Malian troops, pictured in a file photo, killed several jihadists near the country's southern border with Ivory Coast and destroyed the insurgents' camp in a forest straddling the frontier, several Malian military officials said
Bamako (AFP) - Malian troops killed several jihadists near the country's southern border with Ivory Coast and destroyed the insurgents' camp in a forest straddling the frontier, several Malian military officials said.
The deputy chief of staff of the Malian army, General Didier Dakouo, told state television channel ORTM that troops had carried out an offensive in the Sikasso region "to combat terrorism".
"We conducted two offensives in the terrorists' sanctuary," he said late on Thursday night.
"We managed to get hold of a number of materials, including motorcycles, weapons and other explosives.

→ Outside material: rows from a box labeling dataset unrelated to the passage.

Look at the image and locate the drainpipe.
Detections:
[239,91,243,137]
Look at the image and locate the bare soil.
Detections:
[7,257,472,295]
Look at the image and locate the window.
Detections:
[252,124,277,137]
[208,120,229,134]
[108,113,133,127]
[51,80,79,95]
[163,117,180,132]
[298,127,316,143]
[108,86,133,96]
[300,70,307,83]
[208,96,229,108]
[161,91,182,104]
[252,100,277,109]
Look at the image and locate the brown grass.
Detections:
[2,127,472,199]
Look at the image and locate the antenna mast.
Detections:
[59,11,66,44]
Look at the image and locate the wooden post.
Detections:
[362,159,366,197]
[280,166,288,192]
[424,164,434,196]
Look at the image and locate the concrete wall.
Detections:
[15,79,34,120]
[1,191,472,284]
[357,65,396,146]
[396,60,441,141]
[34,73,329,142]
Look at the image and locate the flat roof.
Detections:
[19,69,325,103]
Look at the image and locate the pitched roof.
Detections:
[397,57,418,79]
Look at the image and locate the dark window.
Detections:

Some terrorists were neutralised," he added.
Since last week, Malian army parachutists known as the Red Berets and regular troops stationed in the frontier region of Sikasso have been conducting operations against the insurgents, a Malian army officer told AFP earlier.
"We have just destroyed the main military camp of the jihadists in the south, in the Sama forest, located on the Ivorian border," the officer told AFP by telephone, requesting anonymity.
Another Malian security source said the jihadists were members of the Islamist Ansar Dine group, which seeks to impose Sharia law in areas under its control while opposing Western education models and vaccination campaigns.
A humanitarian source said two Malian soldiers were injured in the operation.
Malian troops on Thursday also pressed on with anti-insurgent operations in the frontier town of Fakola, which was pillaged on June 28 in an attack claimed by Ansar Dine.
Residents of the Ivorian town of Debete, located 30 kilometres (20 miles) from Fakola, confirmed that an operation was underway in the forest and several arrests had been made.
"There were battles in Sama forest," said a resident of Pogo, located on Ivory Coast's border with Mali.
Jihadist attacks are normally confined to Mali's restive northern desert region but areas bordering Mauritania have been targeted since the start of the year, and southern settlements more recently.
On Monday, some 20 suspected jihadists travelling from Ivory Coast were stopped in Zegoua, in the Sikasso region, and are now being questioned, according to Malian security sources.
Among them were two French nationals, three Franco-Malian dual nationals and two Malians, with the rest hailing from Mauritania. All are thought to be members of a Pakistan-affiliated Islamist sect called Tabligh.
The north came under the control of Ansar Dine -- which is Arabic for Defenders of Faith -- and two other jihadist groups, Al-Qaeda in the Islamic Maghreb and the Movement for Oneness and Jihad in West Africa, in April 2012.
A move south towards the capital by the extremists, who imposed a brutal version of sharia on inhabitants, prompted Mali's former colonial master France to intervene in January 2013, pounding their positions in the north.
Their organisational structure smashed, small pockets of armed Islamists managed to remain active, and continue to carry out occasional deadly attacks in the desert.